For the BJX2 core, mostly on an XC7A100T, I can fit a Double Precision
FPU (1x Binary64) and also a 4x Binary32 SIMD unit (albeit the later
using a hard-wired truncate-only rounding mode).

Originally, had done Binary32 SIMD by pipelining it through the main
FPU, but with a dedicated low-precision SIMD unit, can get a fair bit of
a speedup: 20 MFLOPs -> 200 MFLOPs, at 50MHz.
And was able to stretch it enough to "more or less faithfully" handle
full Binary32 precision.

This is along with the the MMU, and 3-wide execute unit.

Don't really have enough LUTs left over for a second core or any real
sort of GPU.

I could potentially fit dual cores and boost clock speeds to 75 MHz on
an XC7A200T, but this is expensive (and boards with these have been
mostly out-of-stock for a while).

An XC7K325T or similar would possibly allow quad-core and/or a dedicated
GPU, as well as 100 or 150MHz. But, like, I don't really have the money
for something like this... (And this is basically the largest and
fastest FPGA supported by Vivado WebPack).

I can also fit the BJX2 core onto an XC7S50, but need to scale it back
slightly to make it fit.

I have also used an XC7S25 as well, but generally I can only seem to fit
simpler RISC style cores on this. Typically no FPU or MMU.

On the XC7S25 or XC7A35T, one could make a strong case for RISC-V
though, as what one can fit on these FPGAs is pretty much in-line for a
simple scalar RISC-V core or similar (and a RISC-like subset of BJX2 has
no real practical advantage over RV64I or similar).

A stronger case could probably be made for RV32I or maybe RV32IM or
similar on this class of FPGA.

And, if I were doing a GPU on an FPGA, something akin to my current
BJX2-XG2 mode could make sense as a base (possibly with wider SIMD and
also SIMD'ing the memory loads and stores, *).

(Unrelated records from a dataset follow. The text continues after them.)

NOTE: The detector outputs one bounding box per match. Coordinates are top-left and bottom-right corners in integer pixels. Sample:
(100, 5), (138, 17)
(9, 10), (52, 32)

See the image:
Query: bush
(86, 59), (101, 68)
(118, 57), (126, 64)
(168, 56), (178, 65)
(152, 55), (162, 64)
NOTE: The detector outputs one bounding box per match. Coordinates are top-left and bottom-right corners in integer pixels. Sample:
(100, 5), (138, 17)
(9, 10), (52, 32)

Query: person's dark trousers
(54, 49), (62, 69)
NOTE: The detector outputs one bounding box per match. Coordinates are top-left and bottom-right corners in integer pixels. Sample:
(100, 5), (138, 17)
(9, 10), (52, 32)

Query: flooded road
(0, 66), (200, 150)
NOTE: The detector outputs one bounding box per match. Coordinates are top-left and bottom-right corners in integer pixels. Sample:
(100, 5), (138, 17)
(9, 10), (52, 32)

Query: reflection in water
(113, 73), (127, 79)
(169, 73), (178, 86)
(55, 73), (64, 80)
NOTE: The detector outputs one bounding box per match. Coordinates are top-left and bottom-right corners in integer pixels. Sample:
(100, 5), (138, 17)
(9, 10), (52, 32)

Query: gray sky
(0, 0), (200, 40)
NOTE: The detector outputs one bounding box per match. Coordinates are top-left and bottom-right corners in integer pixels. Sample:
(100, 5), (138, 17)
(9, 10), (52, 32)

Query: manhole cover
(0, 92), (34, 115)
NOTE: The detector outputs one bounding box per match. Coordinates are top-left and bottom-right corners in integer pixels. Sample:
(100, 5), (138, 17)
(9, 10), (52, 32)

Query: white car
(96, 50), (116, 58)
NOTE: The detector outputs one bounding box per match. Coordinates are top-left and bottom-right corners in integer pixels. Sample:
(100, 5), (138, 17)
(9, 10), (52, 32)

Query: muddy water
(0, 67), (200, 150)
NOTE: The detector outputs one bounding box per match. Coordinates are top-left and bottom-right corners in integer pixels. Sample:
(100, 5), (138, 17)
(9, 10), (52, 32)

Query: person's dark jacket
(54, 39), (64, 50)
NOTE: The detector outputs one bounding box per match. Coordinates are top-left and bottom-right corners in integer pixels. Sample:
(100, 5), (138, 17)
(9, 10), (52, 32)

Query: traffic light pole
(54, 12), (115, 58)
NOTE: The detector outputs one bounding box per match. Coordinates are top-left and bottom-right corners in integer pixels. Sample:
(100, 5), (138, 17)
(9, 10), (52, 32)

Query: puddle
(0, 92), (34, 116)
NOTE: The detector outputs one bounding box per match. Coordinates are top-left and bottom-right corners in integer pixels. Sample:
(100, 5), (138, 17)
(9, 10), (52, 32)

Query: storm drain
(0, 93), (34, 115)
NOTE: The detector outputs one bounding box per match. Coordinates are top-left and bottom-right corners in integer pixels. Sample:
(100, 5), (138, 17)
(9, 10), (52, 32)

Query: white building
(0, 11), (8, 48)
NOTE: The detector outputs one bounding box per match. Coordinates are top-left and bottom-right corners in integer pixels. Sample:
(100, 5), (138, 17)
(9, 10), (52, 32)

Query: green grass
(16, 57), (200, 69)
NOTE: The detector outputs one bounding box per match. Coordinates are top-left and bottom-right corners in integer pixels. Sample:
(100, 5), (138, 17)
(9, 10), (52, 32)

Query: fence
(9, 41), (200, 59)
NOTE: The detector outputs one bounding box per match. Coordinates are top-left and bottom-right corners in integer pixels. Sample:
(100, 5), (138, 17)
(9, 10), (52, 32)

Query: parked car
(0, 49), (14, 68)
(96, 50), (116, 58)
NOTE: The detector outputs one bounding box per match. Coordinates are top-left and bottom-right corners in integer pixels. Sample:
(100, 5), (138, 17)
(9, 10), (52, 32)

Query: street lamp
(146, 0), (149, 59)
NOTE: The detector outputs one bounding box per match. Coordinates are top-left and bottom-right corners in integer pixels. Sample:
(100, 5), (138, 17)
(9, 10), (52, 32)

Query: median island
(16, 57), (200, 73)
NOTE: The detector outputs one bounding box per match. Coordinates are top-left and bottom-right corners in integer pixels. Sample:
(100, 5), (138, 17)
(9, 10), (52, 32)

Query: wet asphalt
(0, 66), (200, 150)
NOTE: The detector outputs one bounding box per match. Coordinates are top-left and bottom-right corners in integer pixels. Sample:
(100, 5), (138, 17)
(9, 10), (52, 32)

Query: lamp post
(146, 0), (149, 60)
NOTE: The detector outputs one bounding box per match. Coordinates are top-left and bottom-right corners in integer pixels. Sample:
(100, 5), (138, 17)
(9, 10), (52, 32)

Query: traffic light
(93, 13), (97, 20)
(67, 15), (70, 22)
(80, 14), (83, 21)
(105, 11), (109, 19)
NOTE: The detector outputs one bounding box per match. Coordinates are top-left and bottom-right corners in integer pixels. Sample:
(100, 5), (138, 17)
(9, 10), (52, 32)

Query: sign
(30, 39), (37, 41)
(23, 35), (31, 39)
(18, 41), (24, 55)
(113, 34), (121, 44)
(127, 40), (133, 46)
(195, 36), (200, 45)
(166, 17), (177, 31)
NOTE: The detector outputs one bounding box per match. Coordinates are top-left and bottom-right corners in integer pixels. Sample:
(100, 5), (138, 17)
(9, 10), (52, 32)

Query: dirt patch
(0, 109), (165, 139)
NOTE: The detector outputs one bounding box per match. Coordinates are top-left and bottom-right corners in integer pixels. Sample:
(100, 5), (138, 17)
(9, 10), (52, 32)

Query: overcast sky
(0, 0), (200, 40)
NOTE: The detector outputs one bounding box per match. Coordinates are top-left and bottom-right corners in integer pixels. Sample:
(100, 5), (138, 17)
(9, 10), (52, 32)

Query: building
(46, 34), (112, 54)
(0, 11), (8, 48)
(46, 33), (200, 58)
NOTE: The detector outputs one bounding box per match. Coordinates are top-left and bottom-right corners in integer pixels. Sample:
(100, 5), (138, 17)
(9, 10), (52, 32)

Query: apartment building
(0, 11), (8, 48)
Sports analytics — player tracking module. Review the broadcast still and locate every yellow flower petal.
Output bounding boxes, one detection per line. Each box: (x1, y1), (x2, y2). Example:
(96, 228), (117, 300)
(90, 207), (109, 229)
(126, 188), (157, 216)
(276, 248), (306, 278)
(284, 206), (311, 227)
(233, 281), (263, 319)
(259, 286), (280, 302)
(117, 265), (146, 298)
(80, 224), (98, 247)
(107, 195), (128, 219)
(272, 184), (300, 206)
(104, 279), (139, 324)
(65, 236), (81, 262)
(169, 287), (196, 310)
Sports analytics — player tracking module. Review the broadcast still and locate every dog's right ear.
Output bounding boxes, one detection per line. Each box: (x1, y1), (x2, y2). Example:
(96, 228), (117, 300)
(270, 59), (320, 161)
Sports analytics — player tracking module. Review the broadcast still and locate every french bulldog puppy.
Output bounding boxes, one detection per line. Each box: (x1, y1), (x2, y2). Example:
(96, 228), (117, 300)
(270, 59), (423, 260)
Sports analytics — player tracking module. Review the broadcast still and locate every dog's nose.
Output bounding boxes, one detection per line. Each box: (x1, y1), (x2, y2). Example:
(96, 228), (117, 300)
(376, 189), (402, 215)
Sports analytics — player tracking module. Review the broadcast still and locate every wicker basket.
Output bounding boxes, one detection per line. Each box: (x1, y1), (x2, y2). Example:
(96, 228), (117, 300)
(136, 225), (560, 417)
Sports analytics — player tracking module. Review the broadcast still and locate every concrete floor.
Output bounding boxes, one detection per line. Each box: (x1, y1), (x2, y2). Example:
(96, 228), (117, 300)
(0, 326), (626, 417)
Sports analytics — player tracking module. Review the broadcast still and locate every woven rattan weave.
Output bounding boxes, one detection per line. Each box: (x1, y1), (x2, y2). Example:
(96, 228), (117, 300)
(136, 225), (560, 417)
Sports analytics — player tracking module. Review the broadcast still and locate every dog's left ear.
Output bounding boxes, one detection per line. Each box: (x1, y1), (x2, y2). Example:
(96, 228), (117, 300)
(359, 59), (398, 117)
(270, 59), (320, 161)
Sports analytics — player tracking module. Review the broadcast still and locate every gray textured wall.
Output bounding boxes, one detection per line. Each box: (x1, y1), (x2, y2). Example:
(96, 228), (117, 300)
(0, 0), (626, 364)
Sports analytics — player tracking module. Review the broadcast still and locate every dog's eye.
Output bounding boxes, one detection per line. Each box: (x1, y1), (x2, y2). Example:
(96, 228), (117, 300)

*: Say, loads where the index register is a vector encoding multiple
indices, each of which is loaded into a subset of the loaded vector. The
ISA would look basically the same as it is now, except nearly everything
would be "doubled".

So, say:
ADD R16, R23, R39
Would actually add 128-bit vectors containing a pair of 64-bit values
(and the current 128-bit SIMD ops would effectively expand to being
8-wide 256-bit operations). Most Loads/Stores would also be doubled
(idea being to schedule loop iterations into each element of the vector;
with only a subset of ops being "directly aware" of the registers being
SIMD vectors; possibly with a mode flag to enable/disable side-effects
from the high-half of the vector).

But, as noted, I would likely need a Kintex or similar to have the LUT
budget for something like this...

> Besides, if he can't fit something into device, it
> does not mean that experienced FPGA guy will have the same difficulties.
> But let's leave it aside and concentrate on devices.
> So, 23,360 logic cells and 80 DSP slices.
> For comparison, the biggest device in the same decade old Xilinx 7
> series is Virtex XC7VH870T with 876,160 logic cells and 2520 DSP slices.
>

A Virtex-7 is also several orders of magnitude more expensive...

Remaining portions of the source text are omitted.